There are a lot of interesting things about the character such as that crazy hair and also that he has multiple personalities…
Stevens: Yeah, we get to the hair—yeah, we’re sort of working up to the hair. Not a lot of people know… I guess Den of Geek people know Legion. Yes, it’s interesting. He’s part of the Marvel Universe, and he’s a real extraordinarily dark and mysterious corner of the Marvel Universe. He can and literally will take on anybody and anything at one stage, but we’re starting slowly. We’re ramping up, but it’s a really cool character. Noah Hawley [Fargo showrunner] is awesome and he’s bringing a very fresh take to that whole kind of show.
So this is going to be a series?
Stevens: I hope so. We just shot the pilot and we’ll see, but it was cool.
It is a strange character to do a show around but you can definitely do a lot of cool things with the character…
Stevens: So strange, but it’s so fun and we’re going to go in a lot of weird directions…. A bit like this movie.
Have they been writing more episodes in case it gets picked up?
Stevens: I don’t know. You’d have to ask Noah that. I just do the words when they come to me. They put the words in front of me, I go where I’m told and I say the words, and they make a TV show, it’s amazing! [Laughs]
Are you still doing Billions?
Akerman: Yeah, we’re ramping up and we’re going to get started in June for the second season.

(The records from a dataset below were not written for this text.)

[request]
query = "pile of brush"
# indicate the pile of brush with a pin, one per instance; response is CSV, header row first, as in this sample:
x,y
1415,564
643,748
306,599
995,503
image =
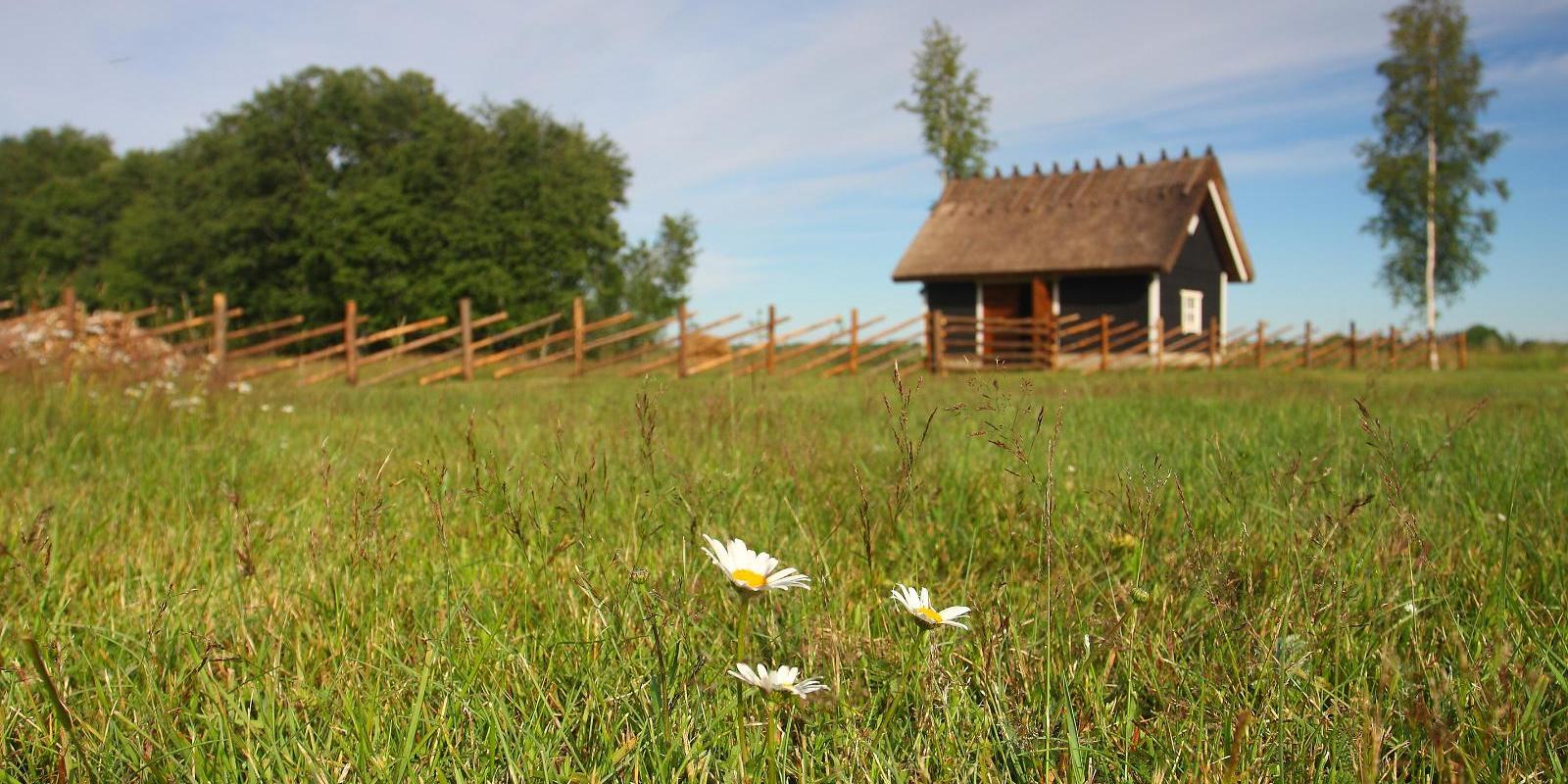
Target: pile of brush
x,y
68,341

Stevens: It’s great, by the way. Susan and I just started watching it.
Akerman: Thanks! It’s fun and really interesting. I love the show. I decided to take half a year off. I haven’t stopped working for a long time, so I took some time off between the two seasons.
[We then talked briefly to Akerman a little about her 2015 movie The Final Girls, trying not to spoil it for Stevens.]
The Ticket is still seeking distribution but will play a few more times at the Tribeca Film Festival on Monday night, April 18, and Saturday, April 23.